Le gouvernement Charest admet le recul du français

 « Contre toute attente, le gouvernement libéral vient d’admettre qu’il y a un recul du français à Montréal et ailleurs au Québec. Les libéraux reconnaissent enfin que la langue française est malmenée au Québec et que les efforts pour la protéger sont insuffisants. Il était temps.
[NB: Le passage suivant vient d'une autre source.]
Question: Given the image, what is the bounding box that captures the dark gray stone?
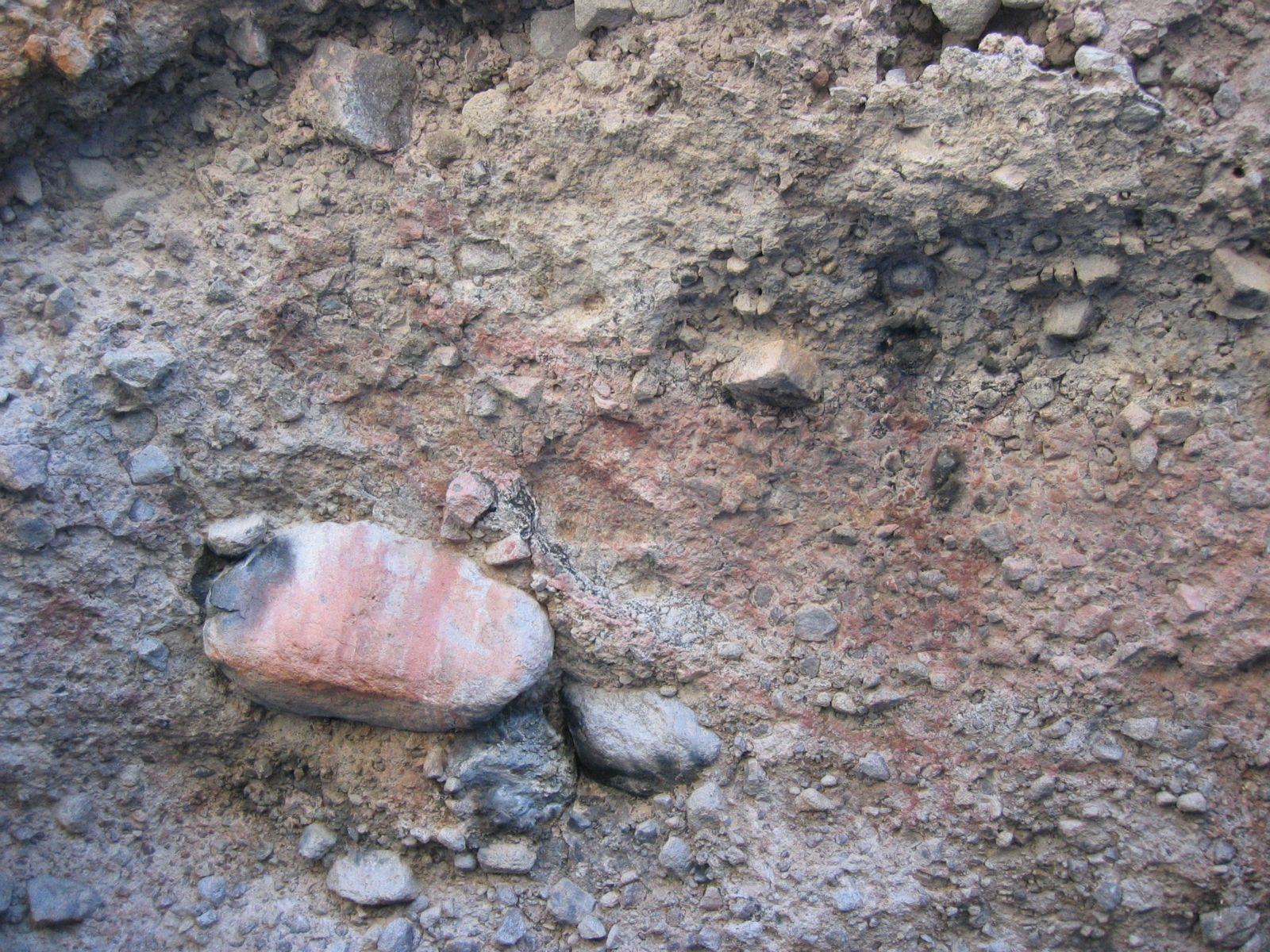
[564,683,720,796]
[446,708,576,831]
[102,347,180,390]
[27,876,102,925]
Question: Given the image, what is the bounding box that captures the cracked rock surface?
[0,0,1270,952]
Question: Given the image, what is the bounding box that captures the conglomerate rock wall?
[0,0,1270,952]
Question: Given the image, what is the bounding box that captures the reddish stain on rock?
[203,522,552,731]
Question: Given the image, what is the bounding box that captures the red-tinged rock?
[203,522,552,731]
[485,536,532,566]
[446,472,494,529]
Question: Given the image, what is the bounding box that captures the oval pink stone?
[203,522,552,731]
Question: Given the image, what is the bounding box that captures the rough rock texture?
[564,684,720,796]
[291,40,414,152]
[326,849,419,906]
[0,0,1270,952]
[203,522,552,731]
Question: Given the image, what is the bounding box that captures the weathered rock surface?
[203,523,552,731]
[446,708,576,831]
[27,876,102,925]
[564,681,720,796]
[291,40,414,152]
[0,0,1270,952]
[326,849,419,906]
[726,340,817,406]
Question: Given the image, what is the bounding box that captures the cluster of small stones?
[0,0,1270,952]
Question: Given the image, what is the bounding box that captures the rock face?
[203,523,552,731]
[726,340,817,406]
[0,0,1270,952]
[564,683,720,796]
[446,708,576,831]
[291,40,414,152]
[27,876,102,925]
[326,849,419,906]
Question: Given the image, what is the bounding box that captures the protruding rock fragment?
[794,605,838,641]
[548,880,595,925]
[291,40,414,152]
[476,840,538,876]
[27,876,102,925]
[297,823,339,859]
[529,6,582,60]
[5,156,44,205]
[225,17,269,66]
[129,443,176,486]
[656,836,692,876]
[1199,905,1261,948]
[0,443,48,493]
[976,522,1014,559]
[485,536,533,567]
[446,707,576,831]
[922,0,1001,42]
[462,89,512,138]
[203,522,552,731]
[1209,248,1270,320]
[564,683,720,796]
[375,918,419,952]
[856,750,891,783]
[102,347,179,390]
[66,159,116,198]
[326,849,419,906]
[444,472,497,529]
[1076,255,1120,290]
[207,512,269,559]
[687,781,728,827]
[573,0,635,34]
[135,635,171,671]
[726,340,819,406]
[1041,297,1095,340]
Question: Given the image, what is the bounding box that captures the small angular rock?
[129,443,176,486]
[725,339,818,406]
[656,836,692,874]
[27,876,102,925]
[922,0,1001,40]
[296,823,339,859]
[476,840,538,876]
[0,443,48,493]
[326,849,419,906]
[102,347,179,390]
[203,522,552,731]
[564,681,720,796]
[1199,905,1261,948]
[462,89,512,138]
[529,6,582,60]
[375,919,419,952]
[794,605,838,641]
[548,880,595,925]
[136,635,169,671]
[206,512,269,559]
[446,472,495,529]
[573,0,635,36]
[1041,297,1095,340]
[291,40,414,152]
[1210,248,1270,311]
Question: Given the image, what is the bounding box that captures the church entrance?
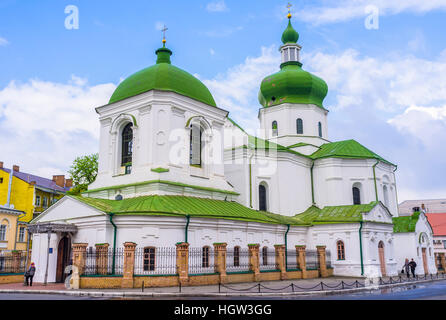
[56,236,71,283]
[378,241,386,277]
[421,248,429,274]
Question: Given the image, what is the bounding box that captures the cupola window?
[296,119,304,134]
[121,123,133,174]
[189,124,204,167]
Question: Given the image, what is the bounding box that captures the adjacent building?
[0,162,72,251]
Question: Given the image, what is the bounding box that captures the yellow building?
[0,162,72,251]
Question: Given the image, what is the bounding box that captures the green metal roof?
[109,48,217,107]
[392,212,420,233]
[70,195,305,225]
[259,62,328,110]
[310,140,394,165]
[295,201,378,224]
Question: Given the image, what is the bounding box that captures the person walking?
[402,259,410,278]
[25,262,36,287]
[409,258,417,278]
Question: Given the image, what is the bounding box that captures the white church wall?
[259,103,328,146]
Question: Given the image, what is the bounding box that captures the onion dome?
[109,39,217,107]
[259,14,328,108]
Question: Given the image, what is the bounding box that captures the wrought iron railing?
[259,247,279,271]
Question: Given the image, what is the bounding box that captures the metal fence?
[84,247,124,275]
[0,253,26,274]
[226,247,249,273]
[189,246,215,275]
[259,247,279,271]
[305,250,319,270]
[134,247,177,275]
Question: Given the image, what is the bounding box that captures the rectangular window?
[144,247,155,271]
[19,227,25,242]
[0,225,6,241]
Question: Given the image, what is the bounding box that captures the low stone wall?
[0,273,24,284]
[79,276,122,289]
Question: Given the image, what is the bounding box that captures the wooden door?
[421,248,429,274]
[56,237,71,283]
[378,241,386,277]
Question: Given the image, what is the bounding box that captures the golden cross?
[161,25,169,42]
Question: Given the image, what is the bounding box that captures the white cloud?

Maintenant que cette admission est faite, le gouvernement libéral a l’obligation de présenter un plan musclé pour s’assurer que la loi 101 soit respectée. Le temps des paroles est terminé, nous voulons de l’action ».

C’est ce qu’a déclaré le député de Drummond et porte-parole de l’opposition officielle en matière de langue, Yves-François Blanchet, à l’issue du vote unanime exprimé à l’Assemblée nationale sur la motion présentée par le Parti Québécois. Cette motion stipule : « Que l’Assemblée nationale constate et déplore le non-respect des dispositions de la Charte de la langue française en matière d’affichage commercial ».

Par le vote de cette motion, la ministre Christine St-Pierre vient de recevoir un message clair de l’Assemblée nationale : elle doit faire respecter la loi 101, particulièrement en matière d’affichage commercial.

« En votant en faveur de cette motion, le gouvernement libéral vient d’envoyer le message à l’Office québécois de la langue française qu’il ne déploie pas les efforts nécessaires pour faire respecter la loi. Ainsi, les campagnes de sensibilisation lancées à coup de centaines de milliers de dollars ne suffiront pas, de même que les subventions pour les entreprises qui se plient à la loi. La carotte n’a pas sa place; il faut maintenant brandir la sanction. C’est ce qu’on attend de l’OQLF et du gouvernement libéral », a conclu Yves-François Blanchet.